Opponents complain about clean energy credits, but do not complain about subsidies to oil and coal companies. Opponents complain about child tax credits and earned income credits but do not object to corporations writing-off obscene stock grants to CEOs. Opponents complain about free meals for school children but do not object to corporations writing-off $1,000 lunches when executives entertain clients at fancy restaurants. You get the drift. Pick a provision of the reconciliation package and you can find a similar but more expensive benefit granted to corporations in the current tax code. Joe Biden is investing in the American people rather than corporations. If that is “radically reshaping our society,” we need more of it, not less.
Finally, Senator Manchin’s effort to draw a line in the sand at a particular dollar amount is silly. It is designed to be a talking point easily repeated on Fox News. The cost of the reconciliation package is funded by re-capturing the tax cuts gifted by Trump to corporations and the super-wealthy. (A small portion is predicted to be paid for by increased tax revenue from increased economic activity.) If paying for new programs by providing for new tax revenue is “too liberal,” then we need more of it, not less.

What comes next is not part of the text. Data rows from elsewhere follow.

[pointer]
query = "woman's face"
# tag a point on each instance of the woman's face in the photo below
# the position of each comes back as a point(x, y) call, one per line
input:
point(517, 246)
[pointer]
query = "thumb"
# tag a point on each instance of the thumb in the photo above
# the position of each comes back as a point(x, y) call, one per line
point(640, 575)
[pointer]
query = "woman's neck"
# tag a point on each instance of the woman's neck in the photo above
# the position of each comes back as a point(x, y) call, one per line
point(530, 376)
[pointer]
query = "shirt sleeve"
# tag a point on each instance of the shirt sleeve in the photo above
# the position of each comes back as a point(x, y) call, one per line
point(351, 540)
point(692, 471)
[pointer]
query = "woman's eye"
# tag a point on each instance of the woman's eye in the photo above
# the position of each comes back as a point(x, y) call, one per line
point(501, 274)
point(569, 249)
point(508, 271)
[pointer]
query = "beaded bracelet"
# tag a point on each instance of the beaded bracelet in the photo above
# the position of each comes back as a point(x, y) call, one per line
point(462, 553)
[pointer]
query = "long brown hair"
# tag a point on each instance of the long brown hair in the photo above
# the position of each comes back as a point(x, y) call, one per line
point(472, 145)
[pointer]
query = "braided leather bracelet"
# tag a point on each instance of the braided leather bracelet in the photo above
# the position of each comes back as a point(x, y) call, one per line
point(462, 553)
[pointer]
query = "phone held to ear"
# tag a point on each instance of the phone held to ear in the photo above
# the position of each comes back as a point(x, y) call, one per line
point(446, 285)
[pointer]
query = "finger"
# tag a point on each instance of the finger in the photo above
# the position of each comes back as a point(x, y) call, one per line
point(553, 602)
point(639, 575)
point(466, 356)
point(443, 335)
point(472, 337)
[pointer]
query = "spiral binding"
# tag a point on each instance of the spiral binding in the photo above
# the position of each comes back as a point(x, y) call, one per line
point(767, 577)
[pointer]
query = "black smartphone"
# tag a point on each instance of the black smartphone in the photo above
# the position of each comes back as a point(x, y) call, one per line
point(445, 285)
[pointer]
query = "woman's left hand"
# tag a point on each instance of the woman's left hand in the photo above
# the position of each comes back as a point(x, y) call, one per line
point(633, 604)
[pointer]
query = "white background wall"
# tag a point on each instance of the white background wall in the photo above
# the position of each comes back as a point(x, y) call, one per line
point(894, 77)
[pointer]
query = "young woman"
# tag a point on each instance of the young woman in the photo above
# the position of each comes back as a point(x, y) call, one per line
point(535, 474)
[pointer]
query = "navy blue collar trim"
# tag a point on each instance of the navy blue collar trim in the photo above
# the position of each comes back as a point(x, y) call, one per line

If we are lucky, the drama will continue through the weekend. It means that Biden, Pelosi, and Schumer have not given up on passing both bills. Good for them. It may continue to be painful and infuriating to watch, but we don’t have to focus on every news alert. I summarized the developments of Thursday in six sentences in the introduction to this newsletter. If the frantic pace of the wild developments is too much to stomach (another common refrain today), then check-in once a day. Otherwise, try to take a break over the weekend. Whatever happens, we have elections to win in 2022 and 2024. Let’s get to work—after a well-deserved weekend!
Talk to you Monday!
Post-script: The status of the fire threatening our cabin remains unchanged. It is waxing and waning with the weather, slowly backing down towards the Mineral King Road, which is the firebreak of last resort. CalFire is hard at work to ensure that the fire does not jump the MK Road.